In condizioni anatomo-fisiologiche normai, i polmoni e la trachea producono naturalmente muco che filtra l’aria inspirata intrappolando piccole particelle, il tutto poi risale lungo l’albero bronco-tracheale fino a quando può essere deglutito.

Con una tracheotomia il muco può depositarsi nella cannula tracheostomica e intorno ad essa, fino a bloccarla e ostruirla. È indispensabile quindi aspirare le secrezioni con una frequenza che sarà determinata dall’entità del secreto. Si possono utilizzare anche cannule tracheostomiche cuffiate collegabili ad un sistema di aspirazione automatico che permette di drenare le secrezioni dello spazio subglottico in modo intermittente o continuo.
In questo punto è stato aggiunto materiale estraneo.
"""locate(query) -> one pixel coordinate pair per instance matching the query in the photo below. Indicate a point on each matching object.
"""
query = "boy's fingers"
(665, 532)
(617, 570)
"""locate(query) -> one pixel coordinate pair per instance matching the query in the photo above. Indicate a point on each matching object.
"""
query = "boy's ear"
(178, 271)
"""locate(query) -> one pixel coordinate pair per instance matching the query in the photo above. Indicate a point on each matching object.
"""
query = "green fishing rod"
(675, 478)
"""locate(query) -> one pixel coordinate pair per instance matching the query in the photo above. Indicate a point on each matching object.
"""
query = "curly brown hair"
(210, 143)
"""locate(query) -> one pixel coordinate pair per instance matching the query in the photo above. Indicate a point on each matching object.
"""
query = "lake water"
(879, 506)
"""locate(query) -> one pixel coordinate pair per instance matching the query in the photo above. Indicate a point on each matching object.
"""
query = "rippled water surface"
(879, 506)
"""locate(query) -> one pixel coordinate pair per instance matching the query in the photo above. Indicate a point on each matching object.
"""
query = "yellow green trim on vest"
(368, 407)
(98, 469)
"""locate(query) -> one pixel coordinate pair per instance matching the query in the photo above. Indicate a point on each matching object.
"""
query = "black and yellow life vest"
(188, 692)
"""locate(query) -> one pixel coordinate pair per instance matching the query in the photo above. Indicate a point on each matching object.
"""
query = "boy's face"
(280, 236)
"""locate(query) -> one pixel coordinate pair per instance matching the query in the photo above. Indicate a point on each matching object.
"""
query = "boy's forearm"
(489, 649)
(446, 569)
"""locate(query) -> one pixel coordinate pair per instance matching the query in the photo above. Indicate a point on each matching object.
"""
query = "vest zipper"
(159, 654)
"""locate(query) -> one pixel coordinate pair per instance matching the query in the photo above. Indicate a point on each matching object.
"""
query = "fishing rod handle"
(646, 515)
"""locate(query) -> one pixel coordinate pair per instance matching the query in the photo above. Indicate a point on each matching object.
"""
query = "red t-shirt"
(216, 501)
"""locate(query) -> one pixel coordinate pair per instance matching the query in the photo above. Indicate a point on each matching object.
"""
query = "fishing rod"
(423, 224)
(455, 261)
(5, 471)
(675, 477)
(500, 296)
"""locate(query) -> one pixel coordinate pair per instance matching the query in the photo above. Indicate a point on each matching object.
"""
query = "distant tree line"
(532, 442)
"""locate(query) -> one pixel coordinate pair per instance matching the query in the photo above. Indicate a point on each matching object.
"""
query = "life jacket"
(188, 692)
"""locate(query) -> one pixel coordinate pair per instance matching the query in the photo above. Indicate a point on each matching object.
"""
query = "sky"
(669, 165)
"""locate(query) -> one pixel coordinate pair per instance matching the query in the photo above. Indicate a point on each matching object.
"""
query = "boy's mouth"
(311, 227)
La cannula deve essere ancorata possibilmente con una fettuccia, che va sostituita tutti i giorni oppure ogni volta che si sporca o si bagna.

La pulizia della cute peristomale deve essere effettuata almeno due volte al giorno e se emana cattivo odore anche ogni otto ore, senza usare pomate o altri unguenti ma semplicemente acqua sterile miscelata con acqua ossigenata.

La sostituzione della cannula dipende dal tipo di cannula utilizzato e dalle indicazioni fornite dalla ditta costruttrice anche se oggi esistono cannule che possono essere tenute in situ circa 30 giorni. È bene testare la tenuta della cuffia se trattasi di cannula cuffiata.

È importante utilizzare insieme alla cannula anche la controcannula, per evitare gravi danni da eventuale ostruzione. Tali controcannule possono essere di tipo riutilizzabile e meglio ancora di tipo monouso.